Again I was visiting for work. Had a few good days in our Beijing studio, spent time with my colleagues, old and new, had a nice dinner in Hou Hai (ate too much as always…) followed by drinks and games. Long overdue, we had a good time.
Met a few friends, had my obligatory visits to Pan Jia Yuan and 798. The latter is ever changing. A lot of construction there now. It’s not the same. Good or bad – I’m not sure. It’s different yet I find it interesting and I think I got a few new interesting shots. Like always I like to wonder the old factory area with my camera.

I’m concerned about the Olympics. Not that it’ll suffer poor organization. All sporting arenas are apparently finished and ready for the athletes and spectators - hey, even the gravity defying CCTV building looks like it’ll be finished in time. No it’s of course the pollution. If I had trained like a maniac taking push-ups since I was a fetus and being on a diet depraving me of all the sinful delicious food out there I wouldn’t risk it all by sucking in that foul air with a pulse just below 200. Then again, maybe that’s why I’m no Olympian.

>> photos to come <<

From Russia with

The first thing I see walking over the stone bridge and through the gate into the Kremlin was a huge poster of… Julio Iglesias?
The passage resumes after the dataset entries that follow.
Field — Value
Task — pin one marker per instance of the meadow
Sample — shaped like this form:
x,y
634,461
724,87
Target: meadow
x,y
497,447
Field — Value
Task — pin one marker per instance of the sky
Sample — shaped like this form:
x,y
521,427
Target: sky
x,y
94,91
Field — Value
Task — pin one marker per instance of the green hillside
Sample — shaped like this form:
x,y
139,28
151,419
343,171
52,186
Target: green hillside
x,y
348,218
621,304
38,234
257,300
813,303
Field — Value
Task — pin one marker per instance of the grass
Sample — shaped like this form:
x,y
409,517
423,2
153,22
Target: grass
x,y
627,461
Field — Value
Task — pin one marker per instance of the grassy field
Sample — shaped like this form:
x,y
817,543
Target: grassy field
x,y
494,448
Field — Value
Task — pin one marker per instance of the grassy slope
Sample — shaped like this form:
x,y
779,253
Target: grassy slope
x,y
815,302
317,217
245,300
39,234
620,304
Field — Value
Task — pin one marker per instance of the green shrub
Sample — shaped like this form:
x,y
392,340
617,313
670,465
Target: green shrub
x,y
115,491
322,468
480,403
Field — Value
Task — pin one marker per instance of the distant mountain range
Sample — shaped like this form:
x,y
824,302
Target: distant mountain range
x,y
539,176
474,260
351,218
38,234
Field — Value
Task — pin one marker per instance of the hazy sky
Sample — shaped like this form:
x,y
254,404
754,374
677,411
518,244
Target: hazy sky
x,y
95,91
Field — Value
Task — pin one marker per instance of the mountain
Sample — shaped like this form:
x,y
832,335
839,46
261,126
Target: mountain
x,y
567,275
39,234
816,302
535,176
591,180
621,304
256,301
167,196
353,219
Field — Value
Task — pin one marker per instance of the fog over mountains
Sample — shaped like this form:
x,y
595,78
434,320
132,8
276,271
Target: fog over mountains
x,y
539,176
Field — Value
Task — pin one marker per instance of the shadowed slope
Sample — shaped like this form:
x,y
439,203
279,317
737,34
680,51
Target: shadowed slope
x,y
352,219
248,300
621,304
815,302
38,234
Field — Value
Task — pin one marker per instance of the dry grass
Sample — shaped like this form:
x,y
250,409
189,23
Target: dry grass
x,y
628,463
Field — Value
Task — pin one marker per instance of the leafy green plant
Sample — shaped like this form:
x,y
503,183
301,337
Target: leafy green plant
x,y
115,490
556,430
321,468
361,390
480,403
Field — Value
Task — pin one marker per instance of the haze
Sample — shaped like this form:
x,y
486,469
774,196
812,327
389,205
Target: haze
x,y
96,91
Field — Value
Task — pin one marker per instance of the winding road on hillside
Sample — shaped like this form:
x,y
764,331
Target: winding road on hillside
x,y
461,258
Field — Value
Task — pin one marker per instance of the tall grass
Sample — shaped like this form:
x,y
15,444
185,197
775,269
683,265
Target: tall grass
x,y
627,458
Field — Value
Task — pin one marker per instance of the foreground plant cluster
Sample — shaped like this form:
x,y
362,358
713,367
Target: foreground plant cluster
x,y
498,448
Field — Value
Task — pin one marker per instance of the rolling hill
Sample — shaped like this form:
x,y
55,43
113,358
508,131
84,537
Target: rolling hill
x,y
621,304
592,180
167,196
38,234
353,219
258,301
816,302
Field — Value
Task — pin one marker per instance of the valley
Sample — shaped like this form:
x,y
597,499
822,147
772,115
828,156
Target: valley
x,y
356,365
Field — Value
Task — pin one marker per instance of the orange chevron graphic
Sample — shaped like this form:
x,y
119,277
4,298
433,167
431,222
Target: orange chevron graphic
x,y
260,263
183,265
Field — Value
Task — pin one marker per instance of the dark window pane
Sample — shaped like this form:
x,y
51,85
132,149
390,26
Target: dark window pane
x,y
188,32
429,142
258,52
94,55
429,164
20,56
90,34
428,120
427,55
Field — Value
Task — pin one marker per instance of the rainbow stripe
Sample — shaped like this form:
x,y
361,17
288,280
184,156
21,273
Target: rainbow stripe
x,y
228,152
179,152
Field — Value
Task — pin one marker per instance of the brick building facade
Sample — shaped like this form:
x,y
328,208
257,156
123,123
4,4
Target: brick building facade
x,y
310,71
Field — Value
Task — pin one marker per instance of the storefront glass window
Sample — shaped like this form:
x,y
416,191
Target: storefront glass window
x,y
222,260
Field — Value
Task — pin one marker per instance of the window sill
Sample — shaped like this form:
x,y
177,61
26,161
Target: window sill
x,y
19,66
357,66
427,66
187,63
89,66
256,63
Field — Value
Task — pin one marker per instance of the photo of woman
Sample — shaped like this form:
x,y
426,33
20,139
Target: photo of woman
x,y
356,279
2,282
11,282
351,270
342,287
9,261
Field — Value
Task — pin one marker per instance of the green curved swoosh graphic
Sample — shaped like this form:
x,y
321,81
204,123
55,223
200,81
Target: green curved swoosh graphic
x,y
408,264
What the hell! The whole illusion of entering one of the most mysterious places in my childhood, cold war memory was shattered. Maybe not, but it was rather unexpected to say the least.

I was, once again brought to Russia for work, but I’m glad I spent my weekend in the city before the meetings. My second trip to Moscow this year was a good one. It was so much nicer than my brief stay in March. Gone were the heavy, wet, grey sky and cold wind. Suddenly I found an interesting city – surprisingly green in some parts – inviting for long walks. The wonders a little sunshine can do. I strolled around for at least fifteen hours through the weekend, before my colleague joined me on Sunday afternoon. As usual I set out with enough money for a taxi fare back to the hotel and a plan to get lost. Just walk the streets I found interesting and look and feel the vibe of the city. I stumbled into a great breakfast place, some interesting architecture a quite few dead ends. I managed twice to end up in front of the Red Square without planning to. Maybe all roads lead to Kremlin?

There is so much I should write about. The church turned into a gigantic swimming pool during the communist area, now a great church again, the never-ending quest to decipher the Cyrillic alphabet, the enormous metro system, watching Russia win over Greece in a local football pub with crazy Russians – the vodka floated freely, sitting on a bench in front of the Bolshoi theater playing a board game, beautiful, sweet, caring people and the best lemonade I’ve ever had.
I don’t think I could live in Moscow, but I like visiting. And I am looking forward to my next visit. To pick up my camera, put on the iPod and explore.